“Ouvidoria Móvel” é o nome do projeto do ouvidor do sistema penitenciário Rodrigo Xavier da Silva (Divulgação/Seap)

A Secretaria de Estado de Administração Prisional (Seap) está representada por ações de servidores e de parceiros na edição deste ano do Prêmio Innovare, uma iniciativa que, desde 2004, fornece subsídios aos projetos aprovados para que eles tenham continuidade e sirvam de exemplo.

O objetivo do prêmio é Identificar, divulgar e difundir práticas que aprimorem a Justiça no Brasil, lançando olhares novos sobre rotinas da esfera do Direito. A comissão julgadora é composta por ministros do Supremo Tribunal Federal, do Superior Tribunal de Justiça, desembargadores, juízes, defensores públicos e advogados.

Os projetos no âmbito da Seap foram inscritos na categoria Justiça e Cidadania. Esse grupo contempla projetos que contribuem para o melhor funcionamento da Justiça e que são desenvolvidos por profissionais de qualquer área do conhecimento, com tema livre.

Ao todo são oito etapas: fase preparatória anual, abertura de inscrição, encerramento das inscrições, visita dos consultores, período de avaliação dos jurados, reunião para escolha dos vencedores, cerimônia de premiação e inclusão das práticas no Brasil.

A etapa atual consiste na visita dos entrevistadores do Datafolha, instituto de pesquisa escolhido pelo Innovare, que observam detalhadamente como a proposta foi implantada e como ela é gerida.

Posteriormente, as ideias serão avaliadas pelos jurados que escolherão os vencedores em uma reunião. Após a cerimônia de premiação, as propostas serão incluídas no “Brasil na Prática”, uma plataforma colaborativa que incentiva a participação da sociedade nas inovações da Justiça brasileira.

Projetos Inscritos

O agente de segurança penitenciário Alan Johny Francisco da Silva escreveu um projeto sobre a “Implantação do Conselho Disciplinar nas Unidades Prisionais”.

Segundo ele, as transgressões cometidas por presos dentro dos estabelecimentos prisionais carecem de julgamentos imparciais, de modo a não aumentar o tempo de cumprimento da pena sem critérios válidos.

Para que isso ocorra, é importante ter servidores qualificados para realizar o parecer. “A regulamentação do procedimento do Conselho Disciplinar garante o mínimo de imparcialidade no julgamento das faltas, tornando possível que todas as decisões decorrentes de um processo administrativo possam ser revistas por uma instância superior”.

A assistente social Rosemary Ramos implantou, no Centro de Remanejamento do Sistema Prisional de Betim, o projeto “Mãos Pela Paz”, que trabalha a reintegração de presos à sociedade por meio de atividades com o origami.

“A inovação reside justamente na reinserção do indivíduo privado de liberdade como detentor do saber. Os alunos são capazes de multiplicar o conhecimento, ofertando cursos e oficinas a outros detentos”, explica Rosemary, que também é educadora.

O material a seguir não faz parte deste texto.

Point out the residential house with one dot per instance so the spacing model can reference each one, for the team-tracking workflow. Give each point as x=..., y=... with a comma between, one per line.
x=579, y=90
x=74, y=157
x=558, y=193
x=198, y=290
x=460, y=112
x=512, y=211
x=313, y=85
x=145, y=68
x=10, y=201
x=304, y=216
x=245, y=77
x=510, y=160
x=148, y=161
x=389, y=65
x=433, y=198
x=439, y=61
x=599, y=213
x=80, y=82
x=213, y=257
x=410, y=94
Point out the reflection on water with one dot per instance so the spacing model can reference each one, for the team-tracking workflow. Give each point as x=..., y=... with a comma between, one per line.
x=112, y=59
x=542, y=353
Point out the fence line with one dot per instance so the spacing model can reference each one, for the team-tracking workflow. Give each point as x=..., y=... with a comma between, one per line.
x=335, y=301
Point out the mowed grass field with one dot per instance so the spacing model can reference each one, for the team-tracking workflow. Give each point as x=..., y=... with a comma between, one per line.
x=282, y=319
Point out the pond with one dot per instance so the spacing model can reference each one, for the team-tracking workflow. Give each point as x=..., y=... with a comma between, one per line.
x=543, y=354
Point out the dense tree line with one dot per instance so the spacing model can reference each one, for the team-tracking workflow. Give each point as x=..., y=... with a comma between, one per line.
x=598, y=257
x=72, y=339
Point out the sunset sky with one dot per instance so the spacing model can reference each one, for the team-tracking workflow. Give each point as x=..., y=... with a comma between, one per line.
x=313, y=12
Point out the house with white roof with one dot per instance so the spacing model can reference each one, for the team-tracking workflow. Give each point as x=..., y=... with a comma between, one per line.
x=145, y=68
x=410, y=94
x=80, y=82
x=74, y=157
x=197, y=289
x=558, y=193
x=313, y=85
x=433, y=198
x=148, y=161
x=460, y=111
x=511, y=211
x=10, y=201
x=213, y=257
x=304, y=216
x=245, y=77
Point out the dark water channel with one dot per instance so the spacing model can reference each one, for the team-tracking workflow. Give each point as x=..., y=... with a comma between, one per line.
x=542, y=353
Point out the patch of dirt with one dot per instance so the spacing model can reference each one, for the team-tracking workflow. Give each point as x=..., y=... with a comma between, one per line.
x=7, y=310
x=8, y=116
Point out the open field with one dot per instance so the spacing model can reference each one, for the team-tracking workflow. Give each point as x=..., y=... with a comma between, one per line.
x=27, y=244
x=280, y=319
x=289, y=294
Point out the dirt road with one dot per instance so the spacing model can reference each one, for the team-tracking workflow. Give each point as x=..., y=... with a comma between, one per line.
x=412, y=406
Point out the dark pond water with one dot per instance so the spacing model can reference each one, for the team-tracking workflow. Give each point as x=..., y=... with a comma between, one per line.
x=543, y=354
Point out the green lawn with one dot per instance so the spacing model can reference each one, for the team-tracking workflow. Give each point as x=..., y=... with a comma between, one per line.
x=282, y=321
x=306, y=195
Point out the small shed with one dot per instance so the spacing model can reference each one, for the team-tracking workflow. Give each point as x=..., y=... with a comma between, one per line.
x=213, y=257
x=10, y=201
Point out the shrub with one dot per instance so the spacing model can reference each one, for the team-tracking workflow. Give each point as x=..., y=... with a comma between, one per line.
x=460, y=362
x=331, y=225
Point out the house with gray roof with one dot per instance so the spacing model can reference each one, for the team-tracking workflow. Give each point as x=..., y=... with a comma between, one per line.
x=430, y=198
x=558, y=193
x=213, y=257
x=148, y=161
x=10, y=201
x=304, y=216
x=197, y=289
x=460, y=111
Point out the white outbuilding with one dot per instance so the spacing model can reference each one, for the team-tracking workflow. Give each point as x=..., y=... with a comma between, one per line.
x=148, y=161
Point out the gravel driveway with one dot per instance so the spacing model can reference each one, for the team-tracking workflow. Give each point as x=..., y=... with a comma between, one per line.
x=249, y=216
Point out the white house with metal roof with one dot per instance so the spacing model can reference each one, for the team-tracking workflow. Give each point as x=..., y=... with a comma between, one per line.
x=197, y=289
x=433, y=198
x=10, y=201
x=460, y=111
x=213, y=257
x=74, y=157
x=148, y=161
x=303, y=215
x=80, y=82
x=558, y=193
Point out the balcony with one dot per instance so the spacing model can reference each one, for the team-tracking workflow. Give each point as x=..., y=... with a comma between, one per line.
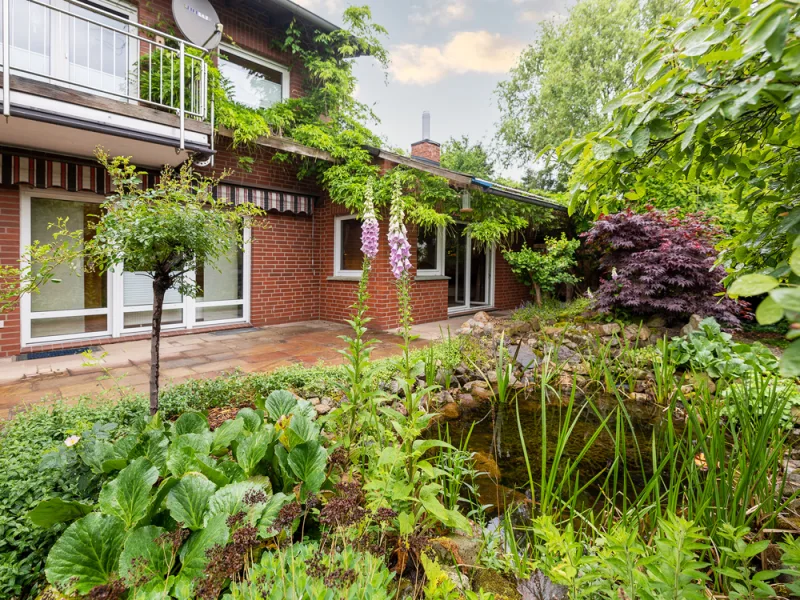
x=77, y=75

A Zula Cia. de Teatro realiza, desde setembro de 2016, no Complexo Penitenciário Feminino Estevão Pinto, o projeto “A arte como possibilidade de liberdade”. São aulas de teatro e montagem de um espetáculo com as presas.

A coordenadora do projeto, Talita Braga, enfatiza que dentro da proposta estão incluídos debates promovidos por sociólogos, nos quais temas relevantes são o ponto de partida para a construção das encenações.

“A ressocialização, o desenvolvimento da autoestima, a retomada da subjetividade, a melhora nos relacionamentos interpessoais e na capacidade de avaliação crítica são alguns dos vários aspectos positivos que a prática do teatro proporciona a essas mulheres em situação de cárcere”, diz Talita.

A “Ouvidoria Móvel” é o nome do projeto do ouvidor do sistema penitenciário Rodrigo Xavier da Silva, que atua em todo o estado de Minas Gerais desde 2012.

Os atendimentos presenciais, identificando as eventuais fragilidades do atendimento ao sentenciado, acolhendo reclamações, denúncias e sugestões sobre o serviço de execução penal dos municípios, são aspectos fundamentais da proposta.

“A prática da “Ouvidoria Móvel” tem por objetivo a descentralização do atendimento presencial da Ouvidoria do Sistema Penitenciário para todas as Regiões Integradas de Segurança Pública do Estado (RISPs). É uma oportunidade para se verificar “in loco” a ocorrência dos problemas do Sistema e iniciar tratativas locais para a solução dessas fragilidades”, garante o ouvidor.